I had an interesting conversation with the CTO of a multi-billion company at the Mobile World Congress in Barcelona. He, like me, felt that something has been going wrong in the world of identity, authentication, credentials and reputation as we try to create electronic versions of physical world legacy constructs instead of starting from a new sets of requirements for the virtual world and working back. He was talking about machines, though, not people.
Robots could soon have an equivalent of the internet and Wikipedia. European scientists have embarked on a project to let robots share and store what they discover about the world. Called RoboEarth it will be a place that robots can upload data to when they master a task, and ask for help in carrying out new ones.[From BBC News – Robots to get their own internet]
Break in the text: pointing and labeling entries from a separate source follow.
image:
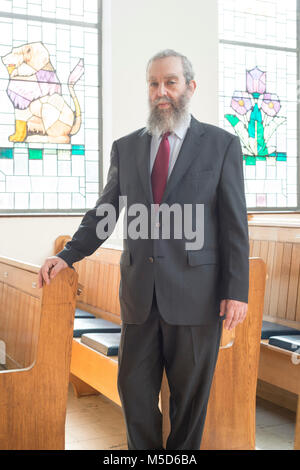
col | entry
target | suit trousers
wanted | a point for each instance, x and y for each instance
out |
(189, 355)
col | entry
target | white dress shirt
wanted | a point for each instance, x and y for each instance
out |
(175, 139)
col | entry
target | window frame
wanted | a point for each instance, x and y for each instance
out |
(294, 209)
(98, 26)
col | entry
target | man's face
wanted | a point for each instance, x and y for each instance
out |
(166, 83)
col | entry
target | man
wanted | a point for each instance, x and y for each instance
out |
(173, 295)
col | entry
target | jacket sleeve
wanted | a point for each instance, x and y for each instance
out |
(233, 226)
(85, 240)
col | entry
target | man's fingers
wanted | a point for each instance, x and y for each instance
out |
(50, 269)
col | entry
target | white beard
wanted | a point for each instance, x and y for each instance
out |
(167, 120)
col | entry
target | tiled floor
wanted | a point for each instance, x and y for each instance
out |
(95, 423)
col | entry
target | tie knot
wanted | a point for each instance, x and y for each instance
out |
(166, 135)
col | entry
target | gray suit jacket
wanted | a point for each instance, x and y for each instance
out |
(189, 284)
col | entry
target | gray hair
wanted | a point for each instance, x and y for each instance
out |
(187, 67)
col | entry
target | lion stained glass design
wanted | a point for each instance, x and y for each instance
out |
(41, 113)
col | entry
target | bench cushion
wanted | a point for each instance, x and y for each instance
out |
(83, 314)
(274, 329)
(106, 343)
(290, 342)
(94, 325)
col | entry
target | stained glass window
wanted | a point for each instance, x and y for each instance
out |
(259, 59)
(49, 94)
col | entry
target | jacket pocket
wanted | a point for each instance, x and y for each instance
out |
(125, 259)
(198, 257)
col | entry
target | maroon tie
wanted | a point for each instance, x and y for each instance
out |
(160, 168)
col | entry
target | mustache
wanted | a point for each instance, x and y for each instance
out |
(166, 99)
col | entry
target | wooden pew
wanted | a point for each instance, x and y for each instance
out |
(278, 244)
(230, 422)
(36, 327)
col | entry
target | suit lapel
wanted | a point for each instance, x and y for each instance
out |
(188, 152)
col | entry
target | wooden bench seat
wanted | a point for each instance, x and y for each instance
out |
(278, 244)
(36, 328)
(94, 325)
(230, 422)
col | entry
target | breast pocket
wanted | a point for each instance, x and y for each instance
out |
(200, 176)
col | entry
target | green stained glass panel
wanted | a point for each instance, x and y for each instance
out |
(35, 154)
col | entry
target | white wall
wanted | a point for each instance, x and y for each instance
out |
(133, 30)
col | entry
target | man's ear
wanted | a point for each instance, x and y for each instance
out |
(192, 86)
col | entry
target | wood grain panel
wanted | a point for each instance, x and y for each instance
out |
(33, 400)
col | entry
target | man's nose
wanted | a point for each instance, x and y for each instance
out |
(161, 91)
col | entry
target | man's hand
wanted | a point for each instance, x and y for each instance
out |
(54, 262)
(235, 312)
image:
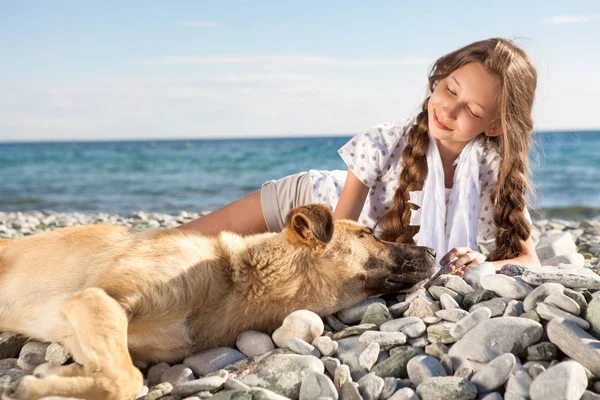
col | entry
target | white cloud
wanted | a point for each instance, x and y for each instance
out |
(571, 19)
(296, 60)
(198, 24)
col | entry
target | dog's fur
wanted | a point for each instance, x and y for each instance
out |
(109, 294)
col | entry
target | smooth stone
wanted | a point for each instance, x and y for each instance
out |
(452, 315)
(514, 308)
(492, 396)
(354, 331)
(519, 383)
(512, 270)
(299, 346)
(210, 383)
(421, 341)
(535, 369)
(438, 291)
(548, 312)
(404, 394)
(540, 293)
(477, 297)
(497, 306)
(325, 345)
(542, 351)
(410, 326)
(397, 310)
(579, 298)
(349, 391)
(303, 324)
(331, 364)
(390, 384)
(395, 365)
(440, 332)
(349, 349)
(434, 319)
(576, 343)
(342, 375)
(494, 373)
(474, 275)
(334, 323)
(211, 360)
(470, 321)
(354, 314)
(56, 354)
(566, 380)
(177, 374)
(448, 302)
(447, 388)
(317, 385)
(575, 259)
(571, 278)
(267, 373)
(592, 315)
(422, 367)
(563, 302)
(506, 286)
(376, 313)
(235, 384)
(532, 315)
(437, 350)
(458, 284)
(370, 386)
(254, 343)
(421, 307)
(386, 340)
(554, 245)
(496, 336)
(369, 356)
(155, 372)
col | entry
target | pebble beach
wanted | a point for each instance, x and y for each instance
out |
(517, 334)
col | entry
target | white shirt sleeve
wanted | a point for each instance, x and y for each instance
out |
(368, 154)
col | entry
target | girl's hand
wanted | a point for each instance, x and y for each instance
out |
(462, 259)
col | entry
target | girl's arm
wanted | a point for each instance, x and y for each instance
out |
(528, 258)
(352, 198)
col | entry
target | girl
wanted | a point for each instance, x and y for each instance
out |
(451, 177)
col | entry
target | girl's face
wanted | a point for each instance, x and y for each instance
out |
(463, 105)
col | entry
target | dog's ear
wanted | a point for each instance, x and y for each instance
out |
(312, 225)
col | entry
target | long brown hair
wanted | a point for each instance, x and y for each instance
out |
(518, 79)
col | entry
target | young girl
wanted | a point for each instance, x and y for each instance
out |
(451, 177)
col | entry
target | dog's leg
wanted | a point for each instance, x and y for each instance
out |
(98, 342)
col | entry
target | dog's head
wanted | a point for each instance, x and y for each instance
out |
(370, 264)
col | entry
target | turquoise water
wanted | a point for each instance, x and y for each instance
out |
(196, 175)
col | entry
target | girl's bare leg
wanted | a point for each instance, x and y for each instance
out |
(243, 216)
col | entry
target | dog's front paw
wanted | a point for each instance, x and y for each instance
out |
(26, 388)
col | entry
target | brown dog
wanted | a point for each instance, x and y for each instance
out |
(109, 294)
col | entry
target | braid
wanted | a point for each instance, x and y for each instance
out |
(395, 222)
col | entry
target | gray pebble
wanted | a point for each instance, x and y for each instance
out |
(566, 380)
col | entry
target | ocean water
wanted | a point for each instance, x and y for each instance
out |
(199, 175)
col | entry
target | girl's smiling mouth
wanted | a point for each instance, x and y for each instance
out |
(439, 123)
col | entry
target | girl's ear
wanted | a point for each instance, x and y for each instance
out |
(494, 130)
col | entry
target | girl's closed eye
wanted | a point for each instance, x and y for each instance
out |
(454, 94)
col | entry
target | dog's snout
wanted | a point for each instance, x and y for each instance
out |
(430, 251)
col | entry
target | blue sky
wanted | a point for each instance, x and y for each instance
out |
(157, 69)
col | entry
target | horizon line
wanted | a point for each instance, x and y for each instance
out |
(215, 138)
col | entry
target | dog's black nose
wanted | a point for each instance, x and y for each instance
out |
(430, 251)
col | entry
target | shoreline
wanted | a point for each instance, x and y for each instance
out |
(543, 324)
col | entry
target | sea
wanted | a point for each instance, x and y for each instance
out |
(169, 176)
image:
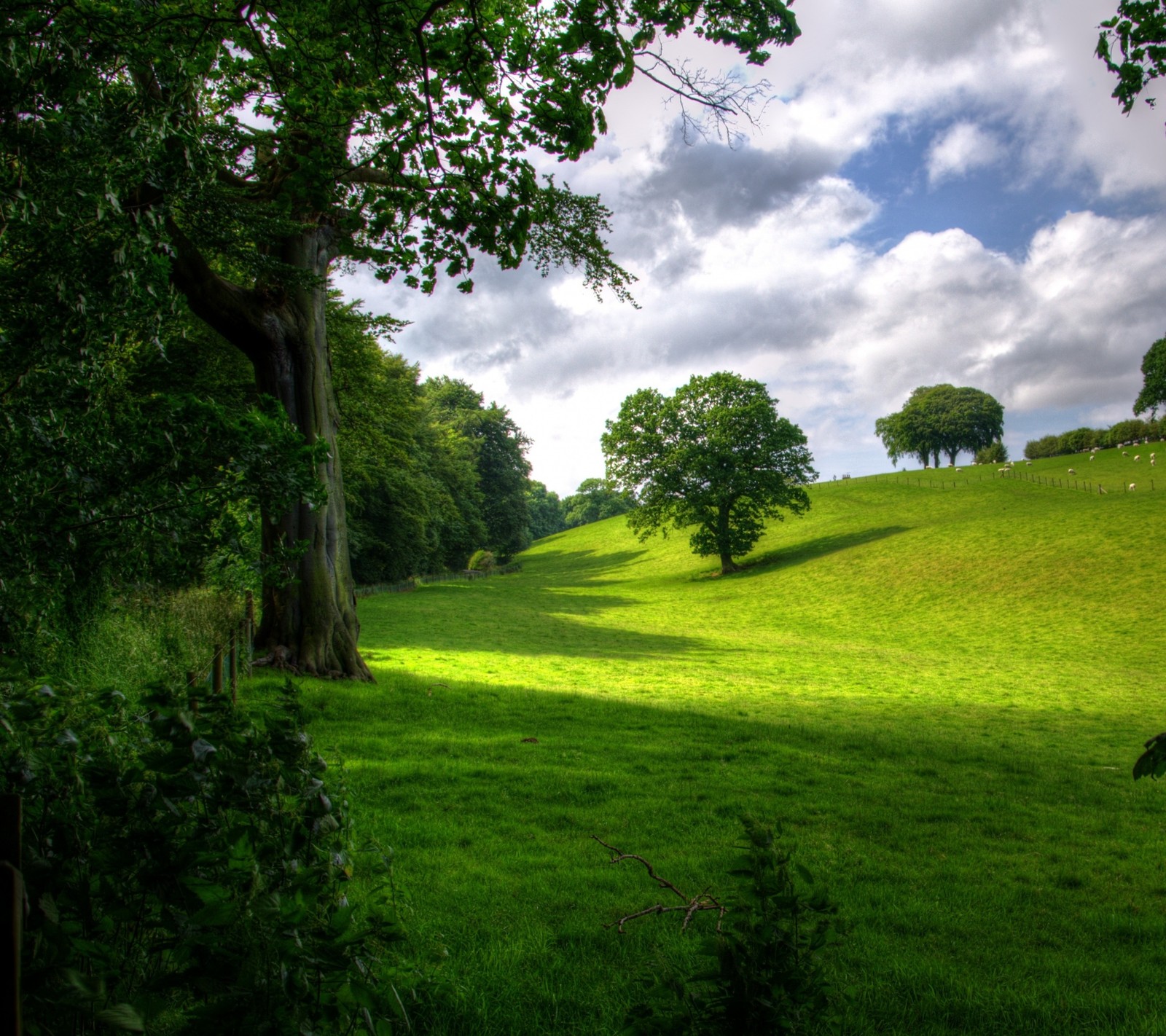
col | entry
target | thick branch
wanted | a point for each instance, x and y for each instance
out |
(229, 309)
RoboEarth? No! Skynet, please. And Skynet needs to share an identity infrastructure with the interweb tubes, because of the rich interaction between personal identity and machine identity that will be integral to future living. The internet of things infrastructure needs an identity of things infrastructure to work properly. Our good friend Rob Bratby from Olswang wrote, accurately, that
The deployment of smart meters is one of the most significant deployments of what is often described as ‘the internet of things’, but its linkage to subscriber accounts and individual homes, and the increasing prevalence of data ‘mash-ups’ (cross-referencing of multiple databases) will require these issues to be thought about in a more sophisticated and nuanced way.[From Watching the connectives | A lawyer’s insight into telecoms and technology]
I can confirm from our experiences advising organisations in the smart metering value chain that these issues are certainly not being thought about in either sophisticated or nuanced ways.
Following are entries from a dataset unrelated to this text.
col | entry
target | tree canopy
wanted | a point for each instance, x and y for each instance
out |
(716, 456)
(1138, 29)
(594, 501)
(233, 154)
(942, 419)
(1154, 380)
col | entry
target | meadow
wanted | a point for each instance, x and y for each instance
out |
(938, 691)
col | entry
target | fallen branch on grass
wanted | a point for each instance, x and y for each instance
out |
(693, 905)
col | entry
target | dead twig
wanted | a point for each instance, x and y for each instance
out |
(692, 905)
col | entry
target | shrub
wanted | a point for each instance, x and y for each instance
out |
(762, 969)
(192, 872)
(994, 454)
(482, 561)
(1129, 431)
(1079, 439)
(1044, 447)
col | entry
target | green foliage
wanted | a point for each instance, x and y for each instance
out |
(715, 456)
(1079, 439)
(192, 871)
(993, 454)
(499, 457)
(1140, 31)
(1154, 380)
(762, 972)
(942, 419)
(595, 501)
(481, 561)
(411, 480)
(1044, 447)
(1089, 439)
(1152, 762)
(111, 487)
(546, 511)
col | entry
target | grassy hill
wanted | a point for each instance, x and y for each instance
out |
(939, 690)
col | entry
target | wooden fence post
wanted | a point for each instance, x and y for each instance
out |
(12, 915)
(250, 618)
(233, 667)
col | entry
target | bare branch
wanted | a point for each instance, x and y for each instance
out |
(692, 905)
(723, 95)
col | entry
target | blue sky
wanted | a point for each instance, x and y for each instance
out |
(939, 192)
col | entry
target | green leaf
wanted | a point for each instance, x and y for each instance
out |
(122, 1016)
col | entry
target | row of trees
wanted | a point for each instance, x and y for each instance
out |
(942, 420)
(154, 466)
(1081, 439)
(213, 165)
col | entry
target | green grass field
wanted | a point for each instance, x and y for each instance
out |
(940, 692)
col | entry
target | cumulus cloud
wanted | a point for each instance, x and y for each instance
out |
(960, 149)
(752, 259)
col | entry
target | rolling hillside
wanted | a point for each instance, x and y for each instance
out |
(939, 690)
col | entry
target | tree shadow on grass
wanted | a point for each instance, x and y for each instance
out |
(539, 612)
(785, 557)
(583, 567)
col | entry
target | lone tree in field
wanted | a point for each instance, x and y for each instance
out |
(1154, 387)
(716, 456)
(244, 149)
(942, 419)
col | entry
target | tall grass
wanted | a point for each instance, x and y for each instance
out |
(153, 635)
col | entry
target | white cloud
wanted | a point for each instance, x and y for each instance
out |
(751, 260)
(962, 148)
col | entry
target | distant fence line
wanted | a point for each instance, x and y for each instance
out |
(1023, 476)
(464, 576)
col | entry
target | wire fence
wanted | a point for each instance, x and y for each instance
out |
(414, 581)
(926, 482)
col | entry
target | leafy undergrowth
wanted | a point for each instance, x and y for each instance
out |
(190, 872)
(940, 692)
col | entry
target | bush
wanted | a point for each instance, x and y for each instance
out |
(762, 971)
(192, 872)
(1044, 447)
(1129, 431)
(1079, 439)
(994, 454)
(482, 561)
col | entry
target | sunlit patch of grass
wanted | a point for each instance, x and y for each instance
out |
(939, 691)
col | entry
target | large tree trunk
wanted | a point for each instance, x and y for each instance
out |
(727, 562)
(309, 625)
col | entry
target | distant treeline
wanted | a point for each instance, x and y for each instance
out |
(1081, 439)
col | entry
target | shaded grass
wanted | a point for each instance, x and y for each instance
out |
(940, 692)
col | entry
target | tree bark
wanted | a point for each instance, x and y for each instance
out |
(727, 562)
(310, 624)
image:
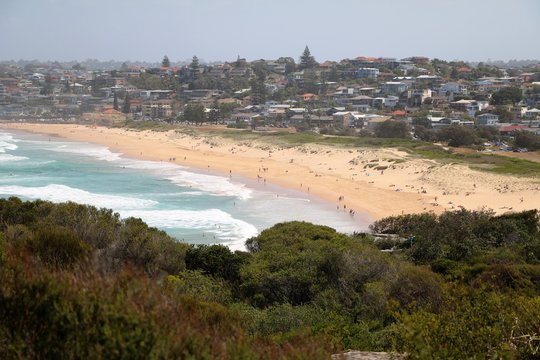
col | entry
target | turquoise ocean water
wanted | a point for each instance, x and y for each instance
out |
(191, 205)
“The existing business policies and practices of utilities and third-party smart grid providers may not adequately address the privacy risks created by smart meters and smart appliances,[From Grid Regulator: The Internet & Privacy Concerns Will Shape Grid: Cleantech News and Analysis «]
Not my words, the Federal Energy Regulatory Commission in the US. Too right. The lack of an identity infrastructure isn’t just a matter of Facebook data getting into the wrong hands or having to have a different 2FA dongle for each of your bank accounts. It’s a matter of critical infrastructure starting down the wrong path, from which it will be hard to recover after the first Chernobyl of the smart meter age, the first time some kids, or the North Korean government, or a software error at the gas company shuts down all the meters, or publishes all of the meter readings in a Google maps-style mashup so that burglars can find out which houses in a street are empty, or the News of World can get a text alert when a sleb gets home, or whatever.
My CTO friend was, I’m certain, right to suggest that we need to start by working out what we what identity to look like in general and then work out what the subset of that in the physical world needs to look like. If we do start building an EUTIC or a UKTIC to complement NSTIC then I think it should work for smart meters as well as for dumb people.